I have also supposed from my reading of the literature,
and especially from examination of illustrations, and from
inquiry in certain localities in this country and abroad, that cer-
tain forms prevailed in certain localities.
FORMS OF EROSION.
ILLUSTRATIONS: FIGURES 48-62.
DisH-sHAPED AREAS. One of the very common forms of
erosion we may describe as a dish-shaped excavation, in which
the center of the eroded area is deepest, and from this it rounds
up to the surface of the enamel in every direction. This may
attack a central incisor first and spread to the teeth at either
side of the tooth first attacked, hardly ever exactly bilateral,
but usually more extended on one side of the mouth than the
other, destroying the labial surfaces. Its place of beginning
varies from the middle of the gingival third to the mid-length
of the crown. Mesio-distally it is usually about the center, but
if there are irregularities in the positions of the teeth it is most
likely to begin on the most prominent part.
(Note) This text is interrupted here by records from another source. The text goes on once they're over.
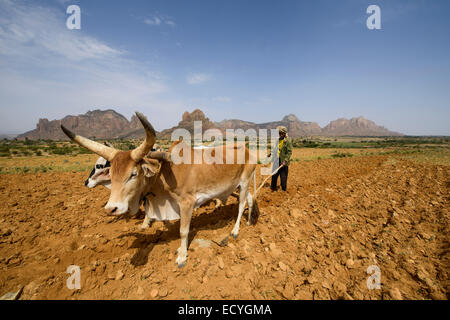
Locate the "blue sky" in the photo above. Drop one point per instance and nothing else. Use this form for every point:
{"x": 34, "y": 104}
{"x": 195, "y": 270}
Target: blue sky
{"x": 252, "y": 60}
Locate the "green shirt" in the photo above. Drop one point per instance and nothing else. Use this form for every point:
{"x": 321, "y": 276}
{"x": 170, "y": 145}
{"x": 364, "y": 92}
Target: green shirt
{"x": 286, "y": 151}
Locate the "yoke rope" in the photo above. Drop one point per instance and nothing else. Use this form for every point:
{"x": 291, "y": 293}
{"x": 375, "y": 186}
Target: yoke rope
{"x": 261, "y": 185}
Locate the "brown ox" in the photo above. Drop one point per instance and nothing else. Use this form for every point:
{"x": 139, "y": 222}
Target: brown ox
{"x": 176, "y": 189}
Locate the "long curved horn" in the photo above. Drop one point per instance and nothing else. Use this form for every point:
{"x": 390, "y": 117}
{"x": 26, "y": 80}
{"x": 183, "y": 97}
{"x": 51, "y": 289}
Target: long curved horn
{"x": 139, "y": 153}
{"x": 106, "y": 152}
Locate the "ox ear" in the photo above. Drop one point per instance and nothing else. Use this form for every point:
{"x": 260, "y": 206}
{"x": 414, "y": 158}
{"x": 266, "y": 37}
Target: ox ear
{"x": 150, "y": 167}
{"x": 102, "y": 175}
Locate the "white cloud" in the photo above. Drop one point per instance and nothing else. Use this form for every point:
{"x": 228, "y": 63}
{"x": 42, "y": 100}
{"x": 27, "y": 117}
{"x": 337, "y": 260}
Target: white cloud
{"x": 50, "y": 71}
{"x": 197, "y": 78}
{"x": 154, "y": 21}
{"x": 222, "y": 99}
{"x": 157, "y": 20}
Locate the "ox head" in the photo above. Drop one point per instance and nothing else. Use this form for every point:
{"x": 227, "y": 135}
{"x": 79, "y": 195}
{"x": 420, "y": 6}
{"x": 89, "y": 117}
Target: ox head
{"x": 129, "y": 170}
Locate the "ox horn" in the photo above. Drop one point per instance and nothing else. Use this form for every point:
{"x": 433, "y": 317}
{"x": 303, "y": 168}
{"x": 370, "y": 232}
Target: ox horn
{"x": 104, "y": 151}
{"x": 139, "y": 153}
{"x": 159, "y": 155}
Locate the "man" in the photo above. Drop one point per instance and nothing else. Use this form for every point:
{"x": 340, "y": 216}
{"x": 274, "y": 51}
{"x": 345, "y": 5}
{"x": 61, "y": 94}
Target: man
{"x": 284, "y": 151}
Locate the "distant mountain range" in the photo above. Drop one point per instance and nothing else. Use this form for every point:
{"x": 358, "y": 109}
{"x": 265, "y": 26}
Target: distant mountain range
{"x": 109, "y": 124}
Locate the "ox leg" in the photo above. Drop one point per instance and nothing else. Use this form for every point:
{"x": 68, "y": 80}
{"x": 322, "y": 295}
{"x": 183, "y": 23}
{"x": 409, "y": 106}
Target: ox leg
{"x": 185, "y": 222}
{"x": 250, "y": 207}
{"x": 242, "y": 202}
{"x": 147, "y": 218}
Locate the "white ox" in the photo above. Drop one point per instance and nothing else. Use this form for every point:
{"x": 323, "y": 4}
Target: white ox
{"x": 176, "y": 188}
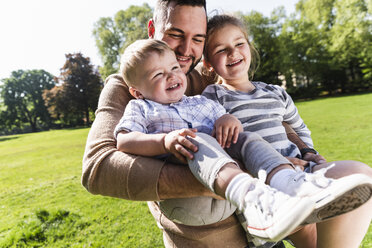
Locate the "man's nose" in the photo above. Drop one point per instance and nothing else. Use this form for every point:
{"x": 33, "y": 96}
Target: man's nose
{"x": 231, "y": 52}
{"x": 185, "y": 47}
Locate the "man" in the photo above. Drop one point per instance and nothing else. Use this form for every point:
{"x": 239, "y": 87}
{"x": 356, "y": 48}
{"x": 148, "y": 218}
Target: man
{"x": 106, "y": 171}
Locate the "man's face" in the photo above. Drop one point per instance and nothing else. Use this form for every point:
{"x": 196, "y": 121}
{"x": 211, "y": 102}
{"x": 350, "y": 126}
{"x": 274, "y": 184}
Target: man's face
{"x": 184, "y": 32}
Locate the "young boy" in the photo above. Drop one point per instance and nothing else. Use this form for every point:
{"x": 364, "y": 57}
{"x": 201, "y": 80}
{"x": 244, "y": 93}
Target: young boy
{"x": 162, "y": 120}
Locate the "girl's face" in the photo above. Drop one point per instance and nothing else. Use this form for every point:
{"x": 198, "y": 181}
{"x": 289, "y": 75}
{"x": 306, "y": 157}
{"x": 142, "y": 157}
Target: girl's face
{"x": 229, "y": 53}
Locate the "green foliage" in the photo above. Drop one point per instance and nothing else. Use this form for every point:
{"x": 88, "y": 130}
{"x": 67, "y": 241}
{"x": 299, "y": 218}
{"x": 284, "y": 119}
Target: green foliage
{"x": 22, "y": 99}
{"x": 113, "y": 35}
{"x": 77, "y": 95}
{"x": 42, "y": 202}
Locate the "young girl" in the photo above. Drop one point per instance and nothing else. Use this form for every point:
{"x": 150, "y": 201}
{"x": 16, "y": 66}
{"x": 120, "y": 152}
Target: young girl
{"x": 262, "y": 108}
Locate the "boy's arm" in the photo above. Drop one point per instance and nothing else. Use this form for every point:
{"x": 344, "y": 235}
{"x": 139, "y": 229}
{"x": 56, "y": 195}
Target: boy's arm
{"x": 226, "y": 130}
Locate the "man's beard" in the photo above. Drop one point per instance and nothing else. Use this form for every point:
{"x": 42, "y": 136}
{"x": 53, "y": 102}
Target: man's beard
{"x": 193, "y": 64}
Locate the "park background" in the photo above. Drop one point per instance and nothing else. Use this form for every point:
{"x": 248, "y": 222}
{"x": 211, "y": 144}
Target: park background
{"x": 320, "y": 51}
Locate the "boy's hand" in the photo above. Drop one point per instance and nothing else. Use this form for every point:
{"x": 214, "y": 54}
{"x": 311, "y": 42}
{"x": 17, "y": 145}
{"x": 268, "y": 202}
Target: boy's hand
{"x": 317, "y": 158}
{"x": 226, "y": 130}
{"x": 176, "y": 142}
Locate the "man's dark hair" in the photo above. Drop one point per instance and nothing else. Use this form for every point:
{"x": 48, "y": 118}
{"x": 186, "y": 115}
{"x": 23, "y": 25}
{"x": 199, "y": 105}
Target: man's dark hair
{"x": 161, "y": 8}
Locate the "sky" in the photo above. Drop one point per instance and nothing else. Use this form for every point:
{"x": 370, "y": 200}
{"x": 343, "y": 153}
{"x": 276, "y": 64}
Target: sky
{"x": 36, "y": 34}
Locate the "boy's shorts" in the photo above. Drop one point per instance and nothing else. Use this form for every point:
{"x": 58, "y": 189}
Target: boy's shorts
{"x": 199, "y": 211}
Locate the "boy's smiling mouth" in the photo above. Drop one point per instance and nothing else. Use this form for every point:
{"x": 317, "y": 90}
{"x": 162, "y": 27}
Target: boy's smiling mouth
{"x": 174, "y": 86}
{"x": 236, "y": 62}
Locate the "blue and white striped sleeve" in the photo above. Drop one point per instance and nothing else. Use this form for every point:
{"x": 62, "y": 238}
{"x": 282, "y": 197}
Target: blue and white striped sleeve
{"x": 293, "y": 118}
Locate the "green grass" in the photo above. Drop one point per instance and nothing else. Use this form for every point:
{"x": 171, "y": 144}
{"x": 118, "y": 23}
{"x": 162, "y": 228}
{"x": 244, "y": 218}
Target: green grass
{"x": 42, "y": 202}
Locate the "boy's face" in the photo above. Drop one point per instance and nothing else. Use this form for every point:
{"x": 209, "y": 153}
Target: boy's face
{"x": 160, "y": 79}
{"x": 229, "y": 54}
{"x": 184, "y": 32}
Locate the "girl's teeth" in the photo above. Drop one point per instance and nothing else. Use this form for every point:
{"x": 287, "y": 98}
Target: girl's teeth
{"x": 173, "y": 86}
{"x": 233, "y": 63}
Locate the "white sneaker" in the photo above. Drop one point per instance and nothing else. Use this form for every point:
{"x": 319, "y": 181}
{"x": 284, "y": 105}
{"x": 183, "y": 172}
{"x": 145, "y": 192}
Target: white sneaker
{"x": 332, "y": 197}
{"x": 269, "y": 213}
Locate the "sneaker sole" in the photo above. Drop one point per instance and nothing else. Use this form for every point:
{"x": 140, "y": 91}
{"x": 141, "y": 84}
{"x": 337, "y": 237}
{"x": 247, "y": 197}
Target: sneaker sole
{"x": 283, "y": 227}
{"x": 342, "y": 204}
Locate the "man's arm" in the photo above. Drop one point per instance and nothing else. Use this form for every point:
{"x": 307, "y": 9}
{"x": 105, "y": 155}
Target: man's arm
{"x": 107, "y": 171}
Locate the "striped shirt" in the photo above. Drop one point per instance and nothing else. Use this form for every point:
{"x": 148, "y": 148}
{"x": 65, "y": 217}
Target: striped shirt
{"x": 147, "y": 116}
{"x": 262, "y": 111}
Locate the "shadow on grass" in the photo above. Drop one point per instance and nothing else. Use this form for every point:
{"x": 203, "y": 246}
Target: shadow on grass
{"x": 8, "y": 138}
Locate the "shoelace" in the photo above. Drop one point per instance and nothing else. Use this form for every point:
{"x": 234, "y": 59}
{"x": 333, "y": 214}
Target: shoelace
{"x": 264, "y": 196}
{"x": 317, "y": 178}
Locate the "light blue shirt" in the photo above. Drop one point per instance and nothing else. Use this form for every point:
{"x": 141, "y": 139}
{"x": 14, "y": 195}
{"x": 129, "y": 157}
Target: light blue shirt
{"x": 147, "y": 116}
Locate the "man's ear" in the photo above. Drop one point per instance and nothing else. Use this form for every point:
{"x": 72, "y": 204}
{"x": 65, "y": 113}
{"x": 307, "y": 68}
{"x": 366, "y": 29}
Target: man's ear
{"x": 135, "y": 93}
{"x": 207, "y": 65}
{"x": 151, "y": 29}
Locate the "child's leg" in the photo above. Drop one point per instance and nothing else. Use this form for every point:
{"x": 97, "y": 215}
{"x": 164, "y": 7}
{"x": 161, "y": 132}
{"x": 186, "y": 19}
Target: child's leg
{"x": 270, "y": 214}
{"x": 332, "y": 197}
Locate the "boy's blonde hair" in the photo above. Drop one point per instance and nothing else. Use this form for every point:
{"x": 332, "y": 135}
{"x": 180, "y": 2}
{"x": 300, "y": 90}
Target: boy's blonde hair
{"x": 220, "y": 21}
{"x": 135, "y": 54}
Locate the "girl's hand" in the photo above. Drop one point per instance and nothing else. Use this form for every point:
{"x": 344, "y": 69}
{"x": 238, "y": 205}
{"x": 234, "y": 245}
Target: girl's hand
{"x": 317, "y": 158}
{"x": 176, "y": 142}
{"x": 226, "y": 130}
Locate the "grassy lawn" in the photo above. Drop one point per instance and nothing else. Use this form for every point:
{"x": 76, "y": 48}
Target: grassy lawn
{"x": 42, "y": 202}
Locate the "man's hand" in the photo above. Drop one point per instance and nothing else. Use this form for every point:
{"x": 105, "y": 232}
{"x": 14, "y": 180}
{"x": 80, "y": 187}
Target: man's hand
{"x": 176, "y": 142}
{"x": 317, "y": 158}
{"x": 226, "y": 130}
{"x": 298, "y": 162}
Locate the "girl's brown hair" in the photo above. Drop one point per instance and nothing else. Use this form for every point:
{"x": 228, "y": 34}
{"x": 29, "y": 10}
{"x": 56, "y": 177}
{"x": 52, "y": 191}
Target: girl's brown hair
{"x": 220, "y": 21}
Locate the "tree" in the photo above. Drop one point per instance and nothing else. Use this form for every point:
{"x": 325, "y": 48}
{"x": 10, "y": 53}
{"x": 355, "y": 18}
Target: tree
{"x": 22, "y": 98}
{"x": 114, "y": 35}
{"x": 264, "y": 32}
{"x": 345, "y": 27}
{"x": 77, "y": 95}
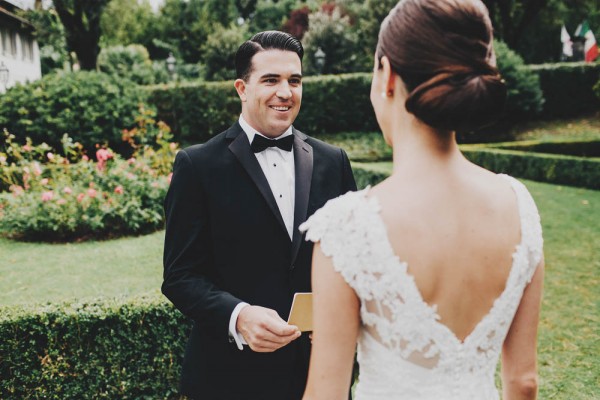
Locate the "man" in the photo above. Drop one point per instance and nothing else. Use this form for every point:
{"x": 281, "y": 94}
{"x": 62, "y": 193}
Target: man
{"x": 233, "y": 254}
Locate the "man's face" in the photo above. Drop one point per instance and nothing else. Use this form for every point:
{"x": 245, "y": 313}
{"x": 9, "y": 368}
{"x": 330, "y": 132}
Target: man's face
{"x": 272, "y": 94}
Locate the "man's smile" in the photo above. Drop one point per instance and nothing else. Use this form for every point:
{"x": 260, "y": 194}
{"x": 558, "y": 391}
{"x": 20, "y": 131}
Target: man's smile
{"x": 281, "y": 108}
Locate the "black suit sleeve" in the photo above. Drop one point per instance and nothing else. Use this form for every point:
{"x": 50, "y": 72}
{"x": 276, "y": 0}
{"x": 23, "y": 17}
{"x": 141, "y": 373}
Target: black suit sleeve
{"x": 187, "y": 259}
{"x": 348, "y": 183}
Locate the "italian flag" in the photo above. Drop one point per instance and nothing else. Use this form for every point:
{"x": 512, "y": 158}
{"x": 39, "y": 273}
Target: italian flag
{"x": 590, "y": 46}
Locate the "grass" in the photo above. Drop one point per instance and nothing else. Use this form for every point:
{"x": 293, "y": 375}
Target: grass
{"x": 569, "y": 339}
{"x": 37, "y": 273}
{"x": 370, "y": 147}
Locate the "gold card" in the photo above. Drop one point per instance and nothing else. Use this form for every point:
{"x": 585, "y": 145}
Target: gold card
{"x": 301, "y": 312}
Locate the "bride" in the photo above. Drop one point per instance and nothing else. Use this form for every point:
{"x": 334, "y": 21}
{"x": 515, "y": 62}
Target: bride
{"x": 438, "y": 270}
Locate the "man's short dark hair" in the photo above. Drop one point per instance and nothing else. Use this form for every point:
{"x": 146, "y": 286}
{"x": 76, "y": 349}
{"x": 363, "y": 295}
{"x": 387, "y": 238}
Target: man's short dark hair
{"x": 268, "y": 40}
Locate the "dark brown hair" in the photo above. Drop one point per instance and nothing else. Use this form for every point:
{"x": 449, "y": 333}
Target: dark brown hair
{"x": 442, "y": 50}
{"x": 264, "y": 41}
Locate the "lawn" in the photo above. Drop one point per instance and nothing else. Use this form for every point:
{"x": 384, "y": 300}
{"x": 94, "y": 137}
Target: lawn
{"x": 36, "y": 273}
{"x": 569, "y": 343}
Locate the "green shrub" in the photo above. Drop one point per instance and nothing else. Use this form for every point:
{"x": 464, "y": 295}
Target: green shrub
{"x": 219, "y": 51}
{"x": 131, "y": 62}
{"x": 91, "y": 107}
{"x": 568, "y": 88}
{"x": 60, "y": 198}
{"x": 330, "y": 104}
{"x": 551, "y": 168}
{"x": 525, "y": 98}
{"x": 196, "y": 111}
{"x": 369, "y": 174}
{"x": 109, "y": 349}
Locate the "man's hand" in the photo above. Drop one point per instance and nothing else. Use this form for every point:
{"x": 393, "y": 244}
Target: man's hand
{"x": 264, "y": 330}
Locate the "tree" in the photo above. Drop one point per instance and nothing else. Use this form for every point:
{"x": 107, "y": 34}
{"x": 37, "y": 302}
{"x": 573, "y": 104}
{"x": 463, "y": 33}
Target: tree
{"x": 81, "y": 20}
{"x": 127, "y": 22}
{"x": 50, "y": 36}
{"x": 337, "y": 39}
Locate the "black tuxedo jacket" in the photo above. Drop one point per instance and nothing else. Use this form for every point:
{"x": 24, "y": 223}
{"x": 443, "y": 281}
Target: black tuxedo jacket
{"x": 226, "y": 242}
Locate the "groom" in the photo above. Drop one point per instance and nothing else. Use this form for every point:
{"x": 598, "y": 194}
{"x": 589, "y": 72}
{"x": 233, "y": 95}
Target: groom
{"x": 233, "y": 255}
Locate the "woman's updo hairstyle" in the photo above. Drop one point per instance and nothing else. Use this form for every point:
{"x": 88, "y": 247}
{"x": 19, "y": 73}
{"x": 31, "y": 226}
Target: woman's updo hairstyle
{"x": 442, "y": 50}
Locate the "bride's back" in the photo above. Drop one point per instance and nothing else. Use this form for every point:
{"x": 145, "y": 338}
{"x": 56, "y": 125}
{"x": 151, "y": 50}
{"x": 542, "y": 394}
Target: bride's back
{"x": 457, "y": 234}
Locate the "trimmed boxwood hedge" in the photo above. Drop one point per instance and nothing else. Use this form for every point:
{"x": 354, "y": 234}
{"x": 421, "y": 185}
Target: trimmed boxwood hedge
{"x": 340, "y": 103}
{"x": 107, "y": 349}
{"x": 541, "y": 167}
{"x": 568, "y": 88}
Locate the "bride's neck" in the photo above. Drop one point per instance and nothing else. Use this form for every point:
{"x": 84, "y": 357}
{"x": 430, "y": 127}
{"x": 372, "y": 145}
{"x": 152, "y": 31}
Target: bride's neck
{"x": 420, "y": 150}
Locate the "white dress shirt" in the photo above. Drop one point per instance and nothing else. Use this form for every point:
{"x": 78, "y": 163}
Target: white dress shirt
{"x": 278, "y": 167}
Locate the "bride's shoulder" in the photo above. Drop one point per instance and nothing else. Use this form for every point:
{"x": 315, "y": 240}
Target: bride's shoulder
{"x": 337, "y": 215}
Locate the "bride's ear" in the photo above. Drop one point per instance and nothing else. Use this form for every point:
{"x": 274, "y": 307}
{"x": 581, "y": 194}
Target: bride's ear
{"x": 388, "y": 77}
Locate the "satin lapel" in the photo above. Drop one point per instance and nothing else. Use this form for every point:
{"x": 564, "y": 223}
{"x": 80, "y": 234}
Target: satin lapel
{"x": 240, "y": 147}
{"x": 303, "y": 163}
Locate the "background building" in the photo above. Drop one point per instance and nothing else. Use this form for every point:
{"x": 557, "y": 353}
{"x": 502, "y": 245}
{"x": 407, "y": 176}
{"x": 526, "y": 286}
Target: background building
{"x": 19, "y": 52}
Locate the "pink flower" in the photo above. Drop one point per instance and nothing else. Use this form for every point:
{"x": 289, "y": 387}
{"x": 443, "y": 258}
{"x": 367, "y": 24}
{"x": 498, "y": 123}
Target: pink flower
{"x": 102, "y": 155}
{"x": 37, "y": 171}
{"x": 47, "y": 196}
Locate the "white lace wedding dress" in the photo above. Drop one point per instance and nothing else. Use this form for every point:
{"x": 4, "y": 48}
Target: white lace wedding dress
{"x": 403, "y": 350}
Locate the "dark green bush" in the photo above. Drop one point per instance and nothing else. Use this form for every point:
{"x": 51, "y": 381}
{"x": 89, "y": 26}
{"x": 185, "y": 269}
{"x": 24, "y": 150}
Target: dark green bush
{"x": 578, "y": 148}
{"x": 568, "y": 88}
{"x": 196, "y": 111}
{"x": 92, "y": 107}
{"x": 330, "y": 104}
{"x": 551, "y": 168}
{"x": 109, "y": 349}
{"x": 131, "y": 62}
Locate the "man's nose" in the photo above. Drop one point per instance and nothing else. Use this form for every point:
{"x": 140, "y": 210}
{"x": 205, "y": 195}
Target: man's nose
{"x": 284, "y": 92}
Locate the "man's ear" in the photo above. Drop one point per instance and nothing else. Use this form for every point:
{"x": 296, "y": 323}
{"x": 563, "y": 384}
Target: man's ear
{"x": 240, "y": 87}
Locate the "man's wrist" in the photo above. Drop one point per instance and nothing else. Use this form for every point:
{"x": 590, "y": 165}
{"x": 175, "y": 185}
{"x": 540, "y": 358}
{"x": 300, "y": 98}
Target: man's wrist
{"x": 233, "y": 333}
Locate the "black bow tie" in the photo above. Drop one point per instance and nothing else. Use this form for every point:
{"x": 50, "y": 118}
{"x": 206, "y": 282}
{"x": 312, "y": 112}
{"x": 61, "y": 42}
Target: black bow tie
{"x": 260, "y": 143}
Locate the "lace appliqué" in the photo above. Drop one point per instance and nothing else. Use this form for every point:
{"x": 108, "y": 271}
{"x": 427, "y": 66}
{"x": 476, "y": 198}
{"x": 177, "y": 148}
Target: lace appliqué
{"x": 393, "y": 313}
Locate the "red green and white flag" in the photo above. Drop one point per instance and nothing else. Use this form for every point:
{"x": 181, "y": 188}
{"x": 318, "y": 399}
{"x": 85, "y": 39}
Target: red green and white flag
{"x": 590, "y": 47}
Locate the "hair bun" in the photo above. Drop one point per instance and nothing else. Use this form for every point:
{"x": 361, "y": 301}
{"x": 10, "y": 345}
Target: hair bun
{"x": 459, "y": 99}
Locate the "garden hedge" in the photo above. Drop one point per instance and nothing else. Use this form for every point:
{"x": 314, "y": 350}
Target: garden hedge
{"x": 340, "y": 103}
{"x": 568, "y": 88}
{"x": 107, "y": 349}
{"x": 541, "y": 167}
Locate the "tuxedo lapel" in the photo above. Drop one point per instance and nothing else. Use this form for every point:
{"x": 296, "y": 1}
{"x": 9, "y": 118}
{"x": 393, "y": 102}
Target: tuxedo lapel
{"x": 240, "y": 147}
{"x": 303, "y": 165}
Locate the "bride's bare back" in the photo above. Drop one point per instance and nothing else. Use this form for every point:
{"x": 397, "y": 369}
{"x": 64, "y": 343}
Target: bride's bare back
{"x": 458, "y": 235}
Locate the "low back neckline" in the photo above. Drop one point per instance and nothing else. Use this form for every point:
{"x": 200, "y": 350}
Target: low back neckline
{"x": 432, "y": 308}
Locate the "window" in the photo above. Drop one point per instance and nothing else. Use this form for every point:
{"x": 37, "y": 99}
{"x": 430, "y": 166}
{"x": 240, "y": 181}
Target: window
{"x": 26, "y": 47}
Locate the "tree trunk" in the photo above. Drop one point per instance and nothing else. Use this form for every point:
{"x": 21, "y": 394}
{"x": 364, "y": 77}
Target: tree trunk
{"x": 81, "y": 20}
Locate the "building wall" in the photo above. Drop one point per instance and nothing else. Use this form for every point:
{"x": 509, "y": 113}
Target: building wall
{"x": 19, "y": 52}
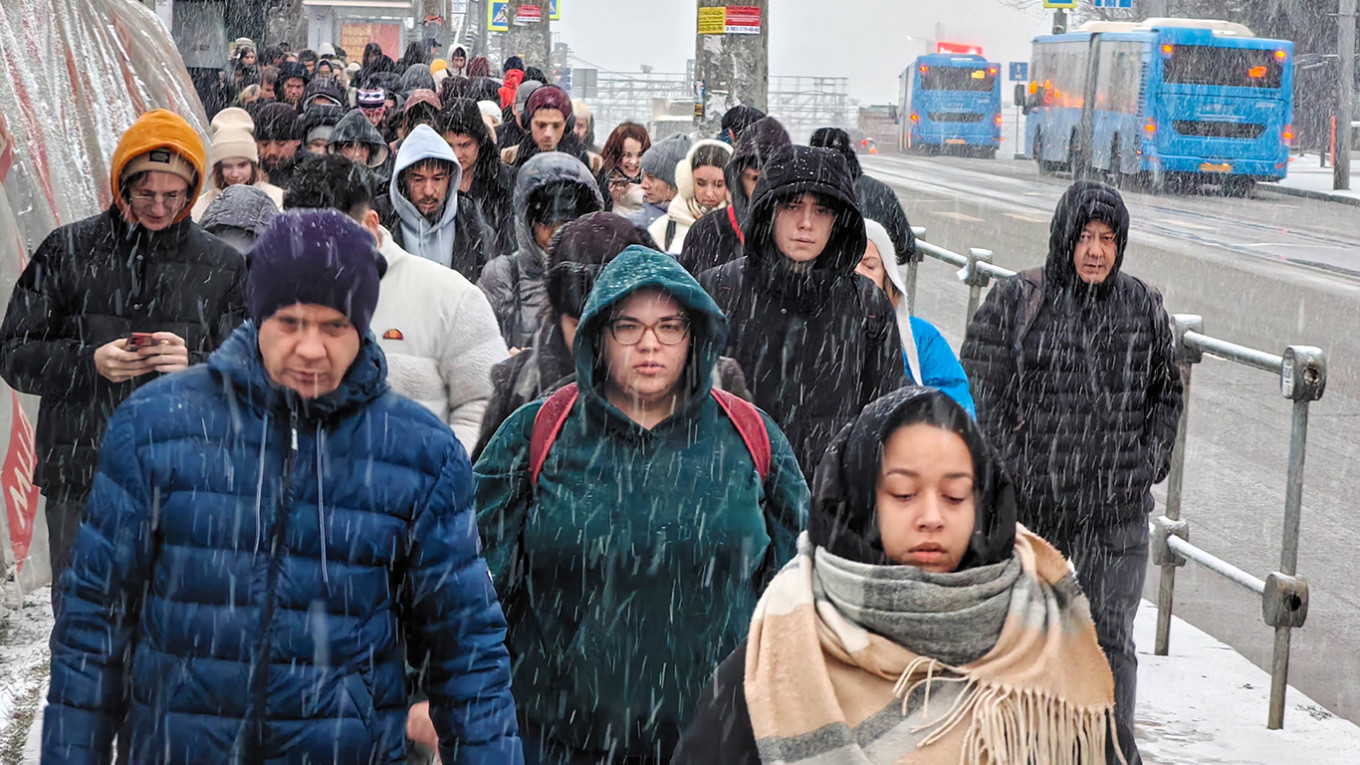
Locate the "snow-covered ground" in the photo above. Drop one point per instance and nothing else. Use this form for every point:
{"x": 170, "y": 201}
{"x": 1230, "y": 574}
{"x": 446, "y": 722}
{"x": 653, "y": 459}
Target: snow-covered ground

It first forms a little facet upon the enamel, then destroys
more and more, and finally passes through to the dentin, cutting
without any distinction whatever between the dentin and enamel,
and increasing the size of these facets until the whole labial
surface has been removed, not touching the proximal surface,
and not touching the inclsal except as it is approached from the
labial. This form is represented in Figure 48. There is fre-
quently an offshoot from the true dish shape toward the incisal.